To Benjamin Lincoln1
January 25th. 1790
As it has become my duty to prepare a plan for the consideration of Congress, respecting the encouragement of Manufactures3 it is of course my wish to ⟨secure in⟩formation, which can be had on the Subject.
I shall therefore be obliged to you, for such ⟨– – particular⟩s, as may assist me in forming a right judgement of the means, which may be proper to be pursued.
The several kinds of Manufactures carried on in the State—the places where they are carried on, the times of their Commencements, and the progress they have made—the situation in which they now are—the value of the raw material, and the expences of the Manufacture are all circumstances of which I should be glad to have as precise a knowledge, as can be obtained.
Manufactories of Cannon, Arms, & Gun powder are objects to which I am directed to pay particular attention.
I request an answer to these inquiries as speedily as it can be afforded with due regard to accuracy. Perhaps the information will best be conveyed successively.
I flatter myself the importance of the object in a public view, will be a sufficient apology for the trouble I give.4
And am Gentlemen Your Obedient & humble Servant
L[S], RG 36, Collector of Customs at Boston, Letters from the Treasury, 1772–1818, Vol. 6, National Archives; copy, to the President, Directors, and Company of the Society for the Encouragement of Manufactures, Philadelphia, Papers of Tench Coxe in the Coxe Family Papers at the Historical Society of Pennsylvania, Philadelphia.
1. H mistakenly addressed the envelope to Benjamin Lincoln, “Chairman of the Comm of Manufactures.” On May 26, Lincoln wrote to Henry Warren, et al.:
“The Secretary of the treasury of the United States has requested from the academy of arts & Science in this Commonwealth, information from time to time of the Several kinds of manufactures carried on in this State, the places where the time of their commencement the progress which they have made, the situation in which they now are, the value of the raw materials the expence of manufacture and of all circumstances relative to them.
“To the manufacture of Cannon Arms & Gunpowder the Secretary wishes particular attention.
“The academy yesterday raised a committee of nine of which you are one to make the communications requested to this three are competent the Chairman always being one.
“Permit me to request that you would favour me with the state of the manufactures in the County of as fully and as soon as may be convenient the sooner the better. I am with some Gentlemen in this neighbourhood directed by the academy to report to the Secretary agreeably to his wishes.” (ADf, RG 36, Collector of Customs at Boston, Letters from the Treasury, 1772–1818, Vol. 6, National Archives.)
2. Apparently Lincoln never received the original letter. The envelope of this duplicate is postmarked New York, May 18, and Lincoln endorsed it May 20, 1790.
3. In his speech to Congress of January 8, 1790, Washington made the following remarks on the subject of manufactures:
“Among the many interesting objects, which will engage your attention, that of providing for the common defence will merit particular regard. To be prepared for War is one of the most effectual means of preserving peace.

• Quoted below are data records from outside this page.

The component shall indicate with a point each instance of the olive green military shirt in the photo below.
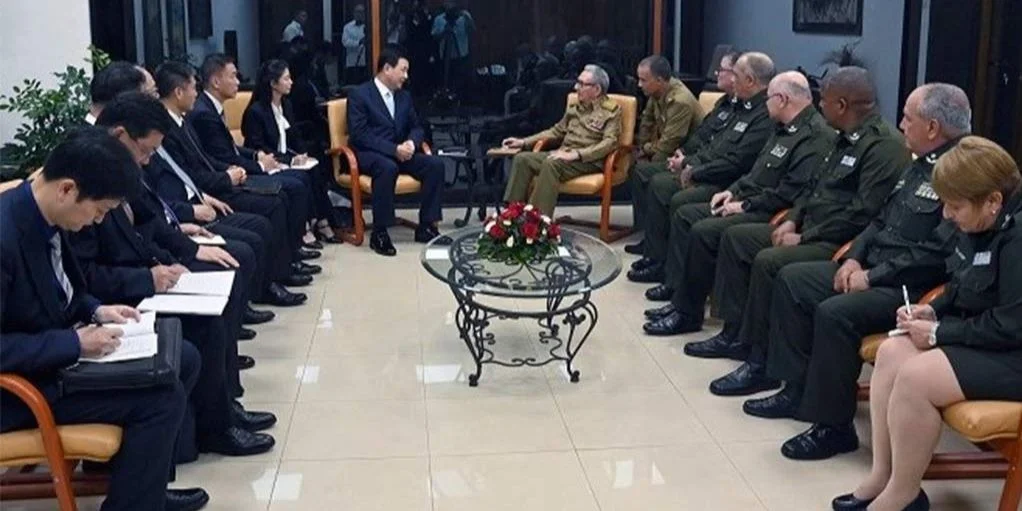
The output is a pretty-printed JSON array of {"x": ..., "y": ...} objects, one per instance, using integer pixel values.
[
  {"x": 667, "y": 121},
  {"x": 591, "y": 129},
  {"x": 732, "y": 151},
  {"x": 861, "y": 171},
  {"x": 786, "y": 165}
]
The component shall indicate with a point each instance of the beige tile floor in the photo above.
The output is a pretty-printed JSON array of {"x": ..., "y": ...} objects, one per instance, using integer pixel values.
[{"x": 369, "y": 382}]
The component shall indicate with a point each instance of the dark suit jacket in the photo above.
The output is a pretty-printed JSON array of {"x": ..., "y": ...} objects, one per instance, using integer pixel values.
[
  {"x": 370, "y": 126},
  {"x": 36, "y": 334},
  {"x": 260, "y": 128},
  {"x": 217, "y": 140}
]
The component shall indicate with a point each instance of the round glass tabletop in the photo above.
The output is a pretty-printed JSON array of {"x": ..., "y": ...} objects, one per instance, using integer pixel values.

“A free people ought not only to be armed but disciplined; to which end a uniform and well digested plan is requisite: And their safety and interest require, that they should promote such manufactories, as tend to render them independent on others for essential, particularly for military supplies.” (LC, George Washington Papers, Library of Congress.)
On January 15, 1790, the House directed H to prepare “a proper plan or plans … for the encouragement and promotion of such manufactories as will tend to render the United States independent of other nations for essential, particularly for military supplies” (Journal of the House, I description begins Journal of the House of Representatives of the United States (Washington, 1826). description ends , 141–42).
4. This letter indicates that H began to assemble information on manufacturing much earlier than has been supposed. As there is another copy of this letter in a closed private manuscript collection, H probably sent this letter to prominent businessmen throughout the states as well as to government officials. This is similar to the procedure he followed in enclosing questions in the “Treasury Department Circular to the Collectors of the Customs,” October 15, 1789.
On May 11, 1790, Tench Coxe, who succeeded William Duer as Assistant to the Secretary of the Treasury, reported H’s request in the following words:
“I am directed by the Secretary of the Treasury to request the early Transmission to him of such information, relative to the subject of his letter to you of the 25th of January last as you may be possessed of at this time. He also instructs me to add, that your future Communications upon the business of Manufactures, as well, in the course of the present Session of the Legislature as in future, must prove of the greatest public utility.” (LS, RG 36, Collector of Customs at Boston, Letters from the Treasury, 1772–1818, Vol. 6, National Archives.)